Наказывая кого-нибудь из детей, как например, Хилля, за проступок по отношению к нему, он делал наказание очень тяжелым, стараясь этим подчеркнуть, что причина суровости лежит в слабом учителе, допустившем такое положение вещей. Наказывая же за проступок по отношению к ней, он давал очень легкое наказание, как будто не придавая значения оскорблениям, касавшимся ее. Дети хорошо понимали это и действовали в полном согласии с ним.
Время от времени мистер Гарби налетал для проверки тетрадей. Целыми часами он обходил класс, брал тетрадку за тетрадкой, сравнивал страницу за страницей, в то время, как Урсула оставалась возле него, чтобы выслушивать все замечания и подчеркивания ошибок, направлявшиеся по ее адресу под видом упреков школьникам. Верно было то, что с ее приходом тетради сочинений приобретали все более грязный и неопрятный вид. Мистер Гарби подолгу останавливался на сравнении страниц, сделанных до ее руководства, со страницами, сделанными при ней, и впадал в неистовое бешенство. Многих детей он отправлял стоять со своими тетрадями. И закончив тщательный обход молчаливого, трепещущего класса, он сильно наказывал главных нарушителей на глазах у всех, меча громы и молнии разгневанного сердца.
— В таком виде класс, ведь это же просто немыслимо! Это прямо безобразно! Я не могу представить, как можно было довести вас до этого. Каждый понедельник я с утра буду приходить просматривать ваши тетради. Не думайте, что если никто не обращает на вас внимания, вы можете спокойно разучиться делать то, чему вас научили и пятиться назад, пока вы окажетесь в третьем отделении. Каждый понедельник я буду просматривать все тетради.

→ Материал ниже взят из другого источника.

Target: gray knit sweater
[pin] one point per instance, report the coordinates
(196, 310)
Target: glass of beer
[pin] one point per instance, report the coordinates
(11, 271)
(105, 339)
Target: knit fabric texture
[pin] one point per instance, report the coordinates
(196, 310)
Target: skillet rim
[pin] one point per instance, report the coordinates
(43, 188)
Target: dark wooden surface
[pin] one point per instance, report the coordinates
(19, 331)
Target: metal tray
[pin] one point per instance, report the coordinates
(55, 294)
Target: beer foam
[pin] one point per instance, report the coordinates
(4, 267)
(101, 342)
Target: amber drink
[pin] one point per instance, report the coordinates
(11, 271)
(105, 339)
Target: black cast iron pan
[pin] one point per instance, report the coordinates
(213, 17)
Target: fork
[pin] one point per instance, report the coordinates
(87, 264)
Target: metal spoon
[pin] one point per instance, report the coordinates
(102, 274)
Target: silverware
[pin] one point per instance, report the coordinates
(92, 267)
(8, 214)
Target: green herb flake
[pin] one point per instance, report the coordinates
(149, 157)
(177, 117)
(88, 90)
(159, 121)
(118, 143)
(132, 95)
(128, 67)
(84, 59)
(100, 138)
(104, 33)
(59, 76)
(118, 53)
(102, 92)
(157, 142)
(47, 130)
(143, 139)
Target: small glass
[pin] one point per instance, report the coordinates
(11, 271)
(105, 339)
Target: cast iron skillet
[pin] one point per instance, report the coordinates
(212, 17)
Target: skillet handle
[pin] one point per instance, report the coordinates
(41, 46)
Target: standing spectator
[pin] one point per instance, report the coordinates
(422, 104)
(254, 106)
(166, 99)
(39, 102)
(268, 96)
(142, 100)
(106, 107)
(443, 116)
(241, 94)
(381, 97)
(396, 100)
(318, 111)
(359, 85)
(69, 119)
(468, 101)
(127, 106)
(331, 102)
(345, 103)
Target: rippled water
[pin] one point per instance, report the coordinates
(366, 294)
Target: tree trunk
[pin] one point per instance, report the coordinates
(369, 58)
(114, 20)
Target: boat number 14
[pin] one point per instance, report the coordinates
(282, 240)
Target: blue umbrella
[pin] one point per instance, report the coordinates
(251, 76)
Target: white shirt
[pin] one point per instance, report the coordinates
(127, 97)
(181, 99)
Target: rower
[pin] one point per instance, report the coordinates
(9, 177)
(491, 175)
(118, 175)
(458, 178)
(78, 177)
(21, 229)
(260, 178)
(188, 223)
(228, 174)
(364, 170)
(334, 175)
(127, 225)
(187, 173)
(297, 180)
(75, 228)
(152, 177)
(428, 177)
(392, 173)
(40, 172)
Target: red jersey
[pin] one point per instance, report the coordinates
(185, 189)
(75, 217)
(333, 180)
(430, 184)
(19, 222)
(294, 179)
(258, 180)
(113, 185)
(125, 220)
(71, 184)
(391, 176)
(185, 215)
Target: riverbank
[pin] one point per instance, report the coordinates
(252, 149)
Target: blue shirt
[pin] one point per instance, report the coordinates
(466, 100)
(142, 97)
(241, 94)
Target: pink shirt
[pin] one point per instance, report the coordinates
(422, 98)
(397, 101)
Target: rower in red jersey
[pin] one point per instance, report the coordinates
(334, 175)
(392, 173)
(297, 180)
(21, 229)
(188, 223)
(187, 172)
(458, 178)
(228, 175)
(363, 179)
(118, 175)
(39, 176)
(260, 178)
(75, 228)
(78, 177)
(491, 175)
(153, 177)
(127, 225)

Потом, взбешенный, захватив свою трость, он уходил прочь, оставляя Урсулу лицом к лицу с бледным дрожащим классом. Детские лица были полны глубокой злобы, страха и горечи, а сердца их испытывали гнев и пренебрежение, относившееся скорее к ней, чем к учителю; и глаза их глядели на нее с холодным, безучастным обвинением, свойственным детям. С трудом находила она несколько незначительных слов, чтобы обратиться к ним. Если она отдавала какое-нибудь приказание, они повиновались ей с вызывающим видом, как бы желая сказать: «Если вы думаете, что мы слушаемся из-за вас, то ошибаетесь. Все дело в старшем учителе». Она посылала наказанных, рыдающих мальчиков на их места, зная, что они презирали ее, считая ее слабость единственной причиной их наказания. Она очень хорошо понимала положение дел, и ее отвращение к физическому наказанию и к побоям стало причинять ей еще более глубокое страдание, так как оно всякий раз являлось ее моральным осуждением, еще более мучительным, чем все остальное.
В течение следующей недели ей пришлось внимательно следить за тетрадями и наказывать за всякую ошибку. С холодностью в душе она пришла к этому решению. Ее личные желания умерли на эти дни. В школе не было места для ее Я. От нее требовалось быть только учительницей пятого отделения. Это была ее обязанность. Урсула Бренгуэн должна была быть изъята.